Among the α subunits in the RGD receptor group, integrin β1 forms heterodimer complexes with integrin α5 and integrin α8. As noted above, integrin α5 has been reported to be downregulated by miR-31 but also by miR-17∼92 cluster, a combination of pre-miRNAs and mature RNAs (17,18). Downregulation of integrin α5 by miR-31 inhibits tumor cell spreading, invasion and metastasis in a variety of tumor cell models (6,19,20). In contrast to integrin α5, however, miRNA regulation of integrin α8 has not yet been described.
In the laminin ligand group, the α subunits associating with integrin β1 are α3, α6, and α7. To date, no miRNA has been reported to regulate integrin α3, α6, or α7 expression. In this group, integrin α6 also associates with integrin β4, characterized by it atypically long cytosolic tail, and which has been shown to be involved in many critical cellular processes, including tumorogenesis and metastasis (21). Recent studies have shown that miR-29a downregulates integrin β4 expression and facilitates tumor cell invasion (22). In addition, miR-184 also downregulates integrin β4 and specific miR-184 mutations effecting integrin β4 targeting have been linked to family keratoconus (23). Further, polymorphisms in the 3’-UTR of integrin β4 associated with imperfect binding of miRNA correlate with poor outcomes in breast cancer patients (24).

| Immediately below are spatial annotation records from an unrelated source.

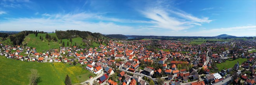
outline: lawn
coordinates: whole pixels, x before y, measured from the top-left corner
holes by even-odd
[[[10,39],[7,39],[5,40],[2,41],[1,42],[1,43],[5,44],[7,44],[7,45],[12,45],[12,42],[11,42],[10,41]]]
[[[160,39],[155,39],[144,38],[144,39],[142,39],[141,40],[157,40],[157,41],[159,41],[159,40],[160,40]]]
[[[90,72],[88,71],[87,73],[82,74],[80,75],[77,76],[76,78],[80,81],[80,82],[84,82],[86,80],[88,80],[89,79],[89,77],[90,76],[92,76],[93,77],[95,76],[95,75],[92,74]]]
[[[189,51],[181,51],[181,53],[182,53],[184,54],[184,53],[189,53],[190,52],[189,52]]]
[[[55,33],[48,34],[51,36],[51,37],[56,36]],[[46,34],[39,33],[37,37],[36,37],[34,34],[29,34],[26,37],[22,44],[27,43],[28,46],[36,48],[36,51],[38,52],[42,52],[43,50],[49,50],[52,48],[59,48],[61,44],[58,42],[54,42],[53,40],[51,40],[49,42],[49,45],[48,45],[48,40],[45,39]],[[43,38],[43,41],[40,39],[40,36]]]
[[[91,47],[91,48],[94,48],[94,47],[97,47],[97,48],[99,48],[99,46],[100,46],[99,44],[98,44],[98,43],[96,43],[96,42],[93,42],[92,43],[92,45],[91,45],[90,47]]]
[[[62,39],[62,41],[64,42],[64,43],[65,44],[65,47],[68,47],[68,46],[70,46],[70,45],[71,44],[71,46],[73,46],[73,45],[75,46],[75,42],[76,42],[76,46],[81,46],[82,48],[85,48],[85,46],[83,46],[83,38],[80,37],[76,37],[74,38],[72,38],[72,43],[71,43],[71,42],[69,42],[69,39]],[[60,41],[59,40],[59,42],[60,42]],[[68,44],[69,44],[69,46],[67,46],[67,42],[68,41]],[[82,44],[81,45],[81,44]]]
[[[77,76],[85,74],[93,75],[80,66],[67,67],[65,64],[60,63],[24,62],[1,56],[0,63],[0,84],[28,85],[31,69],[37,70],[41,77],[42,82],[39,85],[64,85],[67,74],[73,84],[81,82],[77,78]]]
[[[25,53],[26,53],[25,51],[22,52],[21,53],[20,53],[19,54],[19,56],[22,55],[23,56],[27,56],[28,55],[28,54],[25,54]]]
[[[256,50],[255,50],[255,49],[252,50],[251,50],[251,51],[249,51],[249,52],[250,53],[253,53],[254,52],[256,52]]]
[[[216,64],[216,66],[218,68],[219,71],[220,71],[224,68],[228,69],[230,68],[233,68],[235,64],[237,63],[237,61],[239,62],[239,65],[240,65],[241,63],[246,61],[247,61],[247,59],[246,58],[238,58],[233,61],[227,60],[225,62]]]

Integrin β1 also forms complexes with α4 and α9 and expresses specifically on neutrophils as leukocyte-specific receptor ligands. However, specific miRNAs that regulate either integrin α4 or integrin α9 have yet to be identified. Notably, the other leuckocyte-specific receptor integrins include the integrin β7 subunit, expressed specifically on leukocytes, which forms a heterodimer with α4 and αE. Similar to the β1 integrins from the same subclass, no miRNA has been reported to regulate either integrin β7, α4 or αE expression.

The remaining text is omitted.